Aan de partij die in het gelijk gesteld werd voor de burgerlijke rechter en voor de Raad van State, werd reeds enige tijd een rechtsplegingsvergoeding toegekend. Dit op voorwaarde dat door de in het gelijk gestelde partij expliciet om een rechtsplegingsvergoeding werd verzocht.
Een rechtsplegingsvergoeding heeft als doel op forfaitaire basis de verliezende partij een deel van de advocatenkosten van de in het gelijkgestelde partij te doen dragen. De rechtsplegingsvergoeding komt dus niet overeen met het exacte bedrag van de advocatenkosten van de in het gelijk gestelde partij.

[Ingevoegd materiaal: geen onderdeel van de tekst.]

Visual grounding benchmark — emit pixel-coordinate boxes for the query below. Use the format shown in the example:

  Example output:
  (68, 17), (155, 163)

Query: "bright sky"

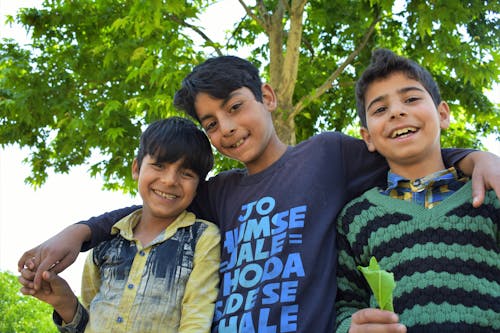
(0, 0), (243, 294)
(0, 0), (500, 294)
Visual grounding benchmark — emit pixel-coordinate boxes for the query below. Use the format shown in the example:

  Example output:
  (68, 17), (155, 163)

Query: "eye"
(229, 102), (243, 113)
(150, 162), (163, 170)
(405, 96), (420, 104)
(372, 106), (387, 114)
(203, 121), (217, 132)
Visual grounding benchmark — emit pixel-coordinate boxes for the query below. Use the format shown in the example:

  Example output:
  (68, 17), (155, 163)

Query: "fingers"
(17, 247), (39, 273)
(349, 309), (406, 333)
(472, 172), (486, 208)
(352, 309), (399, 324)
(33, 255), (67, 290)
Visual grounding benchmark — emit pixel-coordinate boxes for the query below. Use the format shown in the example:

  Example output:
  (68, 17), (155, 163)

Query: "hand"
(17, 224), (90, 291)
(349, 308), (406, 333)
(19, 268), (78, 323)
(472, 152), (500, 208)
(458, 151), (500, 208)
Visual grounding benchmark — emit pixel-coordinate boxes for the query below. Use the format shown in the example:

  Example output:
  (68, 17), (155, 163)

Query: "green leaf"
(358, 257), (396, 311)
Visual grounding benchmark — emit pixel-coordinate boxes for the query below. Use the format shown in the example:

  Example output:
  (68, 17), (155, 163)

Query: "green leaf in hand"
(358, 257), (396, 311)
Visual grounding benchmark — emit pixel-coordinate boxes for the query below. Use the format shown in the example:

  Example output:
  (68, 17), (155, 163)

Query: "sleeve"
(178, 223), (220, 333)
(335, 202), (370, 333)
(81, 250), (101, 309)
(52, 302), (89, 333)
(78, 206), (141, 251)
(340, 134), (389, 200)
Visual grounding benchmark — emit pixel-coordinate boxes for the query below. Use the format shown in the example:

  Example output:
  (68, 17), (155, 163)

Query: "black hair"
(356, 49), (441, 127)
(174, 56), (262, 121)
(137, 117), (214, 180)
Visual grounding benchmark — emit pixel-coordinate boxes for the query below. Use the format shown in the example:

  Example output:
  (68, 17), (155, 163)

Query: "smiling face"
(132, 154), (199, 225)
(361, 72), (450, 179)
(194, 84), (286, 174)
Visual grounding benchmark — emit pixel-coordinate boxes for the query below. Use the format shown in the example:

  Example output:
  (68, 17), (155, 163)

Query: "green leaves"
(0, 272), (57, 333)
(358, 257), (396, 311)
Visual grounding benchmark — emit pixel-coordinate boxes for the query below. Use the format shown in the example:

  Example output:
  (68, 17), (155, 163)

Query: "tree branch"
(238, 0), (270, 32)
(169, 15), (223, 56)
(290, 15), (381, 119)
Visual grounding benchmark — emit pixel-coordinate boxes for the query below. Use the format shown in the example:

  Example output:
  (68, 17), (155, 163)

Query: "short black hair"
(356, 49), (441, 127)
(137, 117), (214, 179)
(174, 56), (262, 121)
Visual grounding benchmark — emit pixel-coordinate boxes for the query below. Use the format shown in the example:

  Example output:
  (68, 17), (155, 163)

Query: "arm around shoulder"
(458, 151), (500, 207)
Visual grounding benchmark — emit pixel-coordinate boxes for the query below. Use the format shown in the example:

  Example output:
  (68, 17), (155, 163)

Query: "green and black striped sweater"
(336, 182), (500, 333)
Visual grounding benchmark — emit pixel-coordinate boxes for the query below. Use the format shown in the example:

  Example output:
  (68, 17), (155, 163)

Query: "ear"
(260, 83), (278, 112)
(359, 127), (377, 152)
(132, 158), (139, 180)
(438, 102), (450, 129)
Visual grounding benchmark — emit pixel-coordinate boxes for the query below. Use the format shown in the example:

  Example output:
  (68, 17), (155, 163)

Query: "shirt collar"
(385, 167), (458, 192)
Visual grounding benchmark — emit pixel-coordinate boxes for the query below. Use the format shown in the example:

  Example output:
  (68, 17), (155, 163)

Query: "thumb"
(42, 271), (66, 290)
(472, 173), (485, 208)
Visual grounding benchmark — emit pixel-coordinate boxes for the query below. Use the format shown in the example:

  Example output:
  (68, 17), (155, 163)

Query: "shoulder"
(338, 188), (385, 226)
(192, 218), (220, 239)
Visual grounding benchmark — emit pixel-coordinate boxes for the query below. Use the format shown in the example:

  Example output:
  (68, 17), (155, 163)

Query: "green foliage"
(0, 272), (57, 333)
(0, 0), (500, 190)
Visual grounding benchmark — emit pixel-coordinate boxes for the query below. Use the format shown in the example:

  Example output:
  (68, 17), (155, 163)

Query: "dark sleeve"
(340, 134), (389, 201)
(78, 206), (141, 251)
(441, 148), (477, 170)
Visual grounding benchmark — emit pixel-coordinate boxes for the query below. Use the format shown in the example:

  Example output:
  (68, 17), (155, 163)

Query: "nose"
(391, 104), (408, 119)
(219, 116), (236, 136)
(160, 167), (178, 185)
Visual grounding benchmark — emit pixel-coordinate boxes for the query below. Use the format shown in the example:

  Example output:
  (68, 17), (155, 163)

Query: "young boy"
(21, 117), (220, 333)
(19, 56), (498, 333)
(336, 50), (500, 333)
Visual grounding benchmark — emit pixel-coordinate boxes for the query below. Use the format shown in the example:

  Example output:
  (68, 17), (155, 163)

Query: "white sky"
(0, 0), (500, 294)
(0, 0), (243, 294)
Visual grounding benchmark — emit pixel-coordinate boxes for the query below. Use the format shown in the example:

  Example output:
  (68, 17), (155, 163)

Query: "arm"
(458, 151), (500, 207)
(179, 224), (220, 333)
(17, 206), (137, 290)
(81, 250), (101, 309)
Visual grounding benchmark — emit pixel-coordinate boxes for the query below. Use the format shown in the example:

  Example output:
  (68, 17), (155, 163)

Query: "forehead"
(194, 87), (254, 116)
(365, 72), (426, 101)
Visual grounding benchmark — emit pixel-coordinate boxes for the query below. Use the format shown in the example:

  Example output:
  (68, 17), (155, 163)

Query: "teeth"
(153, 190), (177, 199)
(231, 139), (245, 148)
(391, 127), (417, 139)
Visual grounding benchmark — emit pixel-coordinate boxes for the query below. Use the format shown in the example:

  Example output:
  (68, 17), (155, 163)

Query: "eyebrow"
(366, 86), (425, 110)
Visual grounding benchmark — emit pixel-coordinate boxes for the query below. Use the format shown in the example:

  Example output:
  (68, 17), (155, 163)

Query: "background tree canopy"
(0, 0), (500, 191)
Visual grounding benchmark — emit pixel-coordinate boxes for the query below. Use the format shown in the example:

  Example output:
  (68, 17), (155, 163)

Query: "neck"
(388, 152), (446, 180)
(245, 136), (288, 175)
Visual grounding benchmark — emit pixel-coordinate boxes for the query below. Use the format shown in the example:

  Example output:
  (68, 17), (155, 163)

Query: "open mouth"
(153, 190), (178, 200)
(390, 127), (417, 139)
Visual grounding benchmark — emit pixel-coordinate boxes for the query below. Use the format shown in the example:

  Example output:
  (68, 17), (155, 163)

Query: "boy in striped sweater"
(336, 49), (500, 333)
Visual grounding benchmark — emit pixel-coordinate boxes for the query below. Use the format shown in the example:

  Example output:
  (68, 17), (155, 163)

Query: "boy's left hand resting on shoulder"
(458, 151), (500, 208)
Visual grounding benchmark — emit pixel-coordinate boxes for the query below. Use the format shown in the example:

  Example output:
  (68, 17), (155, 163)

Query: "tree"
(0, 272), (57, 333)
(0, 0), (500, 190)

Bij de Raad voor Vergunningsbetwistingen was dit tot nog toe niet mogelijk.
Bij decreet van 9 december 2016 werd aan de Raad voor Vergunningsbetwistingen de mogelijkheid toegekend om op vraag van de partijen een rechtsplegingsvergoeding toe te kennen.
Omtrent deze rechtsplegingvergoeding werden bij uitvoeringsbesluit van de Raad voor Vergunningsbetwistingen de basis-, minimum- en maximumbedragen vastgelegd.
Deze nieuw bepaling inzake de rechtsplegingsvergoeding voor de Raad voor Vergunningsbetwistingen treedt ofwel in werking op datum die wordt bepaald door de Vlaamse Regering, ofwel 3 maanden na publicatie van het decreet 9 december 2016 in het Belgisch Staatsblad. Het decreet van 9 december 2015 werd gepubliceerd op 24 januari 2017.